But the chemistry between Day and Sudeikis, who previously worked together on a 2010 It's Always Sunny episode where Sudeikis guest-starred as Charlie's rival Schmitty, is the most enjoyable of all those little things that make Gordon's 2011 surprise hit hold up. Last year, Day, Sudeikis, Bateman and nearly all the rest of the Horrible Bosses cast reunited for an unnecessary and much-maligned sequel I won't waste my time watching. It was also a sequel neither Goldstein/Daley (who went on to co-direct the upcoming Vacation reboot starring Ed Helms and Christina Applegate) nor Gordon were involved with. I doubt Horrible Bosses 2 is even as hilarious as the 2011 SNL sketch that reunited Sudeikis with Day, who played a pop-culturally illiterate homicide detective canvassing an apartment crime scene.
Day was so hilarious and so committed to embodying the lunacy of his cop character in the "Crime Scene" sketch--just like how he's so committed to embodying the lunacy of Charlie on It's Always Sunny--that it's one of the rare times Sudeikis broke character on SNL and laughed, but Sudeikis didn't let his corpsing derail the sketch for too long because he's a professional, not like Jimmy Fallon during most of the times he used to corpse on SNL and the sketch would just die a horrible and unwatchable death because of it.
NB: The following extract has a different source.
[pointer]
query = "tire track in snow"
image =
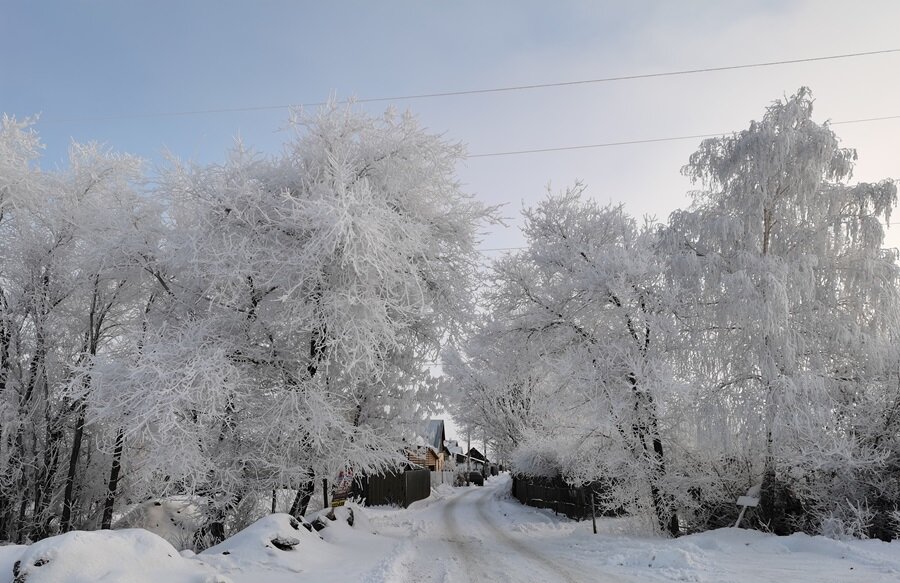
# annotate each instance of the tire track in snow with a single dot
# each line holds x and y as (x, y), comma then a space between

Like in Horrible Bosses, Sudeikis played the exasperated straight man very well in the SNL sketch with Day, and I like how his "Oh, come on!" sounds exactly like his frustrated off-screen reactions to the bad reporting and racist antics of elderly news reporter Herb Welch. Sudeikis' reactions were actually the second funniest part of Bill Hader's Herb Welch sketches, right below Herb's outdated references.
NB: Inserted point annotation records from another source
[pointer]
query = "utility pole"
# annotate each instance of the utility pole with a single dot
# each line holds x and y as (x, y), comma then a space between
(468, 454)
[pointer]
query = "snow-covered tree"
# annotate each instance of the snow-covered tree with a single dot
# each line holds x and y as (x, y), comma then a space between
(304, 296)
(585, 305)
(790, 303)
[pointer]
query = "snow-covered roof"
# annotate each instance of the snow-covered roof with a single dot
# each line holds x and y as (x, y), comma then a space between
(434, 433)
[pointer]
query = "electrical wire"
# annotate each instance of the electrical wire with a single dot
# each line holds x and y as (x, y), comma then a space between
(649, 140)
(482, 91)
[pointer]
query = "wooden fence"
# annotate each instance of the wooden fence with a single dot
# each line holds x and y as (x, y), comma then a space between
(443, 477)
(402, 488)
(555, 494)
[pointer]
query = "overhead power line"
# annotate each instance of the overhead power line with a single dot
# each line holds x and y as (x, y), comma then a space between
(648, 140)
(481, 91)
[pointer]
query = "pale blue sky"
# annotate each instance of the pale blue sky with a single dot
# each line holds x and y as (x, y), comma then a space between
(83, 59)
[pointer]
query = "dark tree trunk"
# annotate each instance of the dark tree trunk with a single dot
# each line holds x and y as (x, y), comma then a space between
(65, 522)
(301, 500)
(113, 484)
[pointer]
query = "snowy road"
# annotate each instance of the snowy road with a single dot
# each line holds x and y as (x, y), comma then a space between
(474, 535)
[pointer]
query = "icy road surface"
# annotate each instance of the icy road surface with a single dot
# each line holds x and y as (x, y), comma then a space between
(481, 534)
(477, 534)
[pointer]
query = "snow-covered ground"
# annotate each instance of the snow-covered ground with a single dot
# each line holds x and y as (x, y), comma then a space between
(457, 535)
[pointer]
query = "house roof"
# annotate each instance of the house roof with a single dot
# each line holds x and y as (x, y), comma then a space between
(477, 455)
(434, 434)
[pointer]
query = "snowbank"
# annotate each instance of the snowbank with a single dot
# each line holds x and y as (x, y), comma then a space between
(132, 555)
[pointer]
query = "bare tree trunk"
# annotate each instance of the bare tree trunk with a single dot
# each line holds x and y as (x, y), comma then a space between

Not even the return of Horrible Bosses composer Christopher Lennertz has made me want to watch Horrible Bosses 2. The first Horrible Bosses is elevated by an original score where Lennertz "put together a band that would record the score together the same way that they would make an album," as Lennertz himself described it in the Horrible Bosses score album press release. His all-star team of musicians included DJ Cheapshot of Styles of Beyond and Fort Minor on turntables, Pearl Jam guitarist Mike McCready and on keyboards, frequent Beastie Boys collaborator "Money" Mark Ramos Nishita. Money Mark's keyboards are the first thing you hear during the Beastie Boys classic "So What'cha Want" from Check Your Head. I've said before that Ad-Rock's original score to director Jeffrey Radice's No No: A Dockumentary is the closest we'll ever get to a second Beasties all-instrumental album after MCA's death. Thanks to Money Mark's funky contributions to the Horrible Bosses score, it's like a third Beasties all-instrumental album.
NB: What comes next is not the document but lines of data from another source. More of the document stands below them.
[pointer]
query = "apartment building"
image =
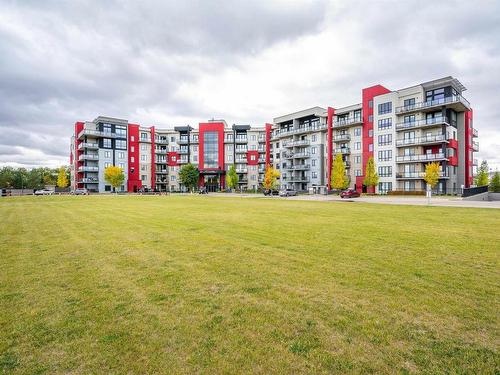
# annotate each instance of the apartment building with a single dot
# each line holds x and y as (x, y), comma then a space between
(152, 157)
(402, 130)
"[The Horrible Bosses score] isn't overproduced or shiny and digital in any way. It's brash, noisy and full of bravado and swagger," said Lennertz in the score album press release. He recorded his score cues on two-inch analog tape instead of digitally, as a way of--like Gordon said while being interviewed by WaterTower Music--channeling the music Dale and his friends might have listened to while growing up in the days before digital music consumption, just like how a cassette of Check Your Head was one of my favorite things to borrow from the public library back in high school. It's also the same kind of music that helped me endure some shitty jobs, even though none of my bosses were so abusive they made me want to murder them like how Dale and his pals are driven to murder in Horrible Bosses, a surprisingly solid disgruntled-worker farce that overcomes its hackiest elements to show how effective and satisfying hard-R studio comedy filmmaking could be--think Slap Shot or Robert Zemeckis' sharp and raunchy 1980 cult classic Used Cars--when it fired on all cylinders and before PG-13 ruined everything.
None of the all-star score cues from Horrible Bosses are currently in rotation on AFOS, but they ought to be.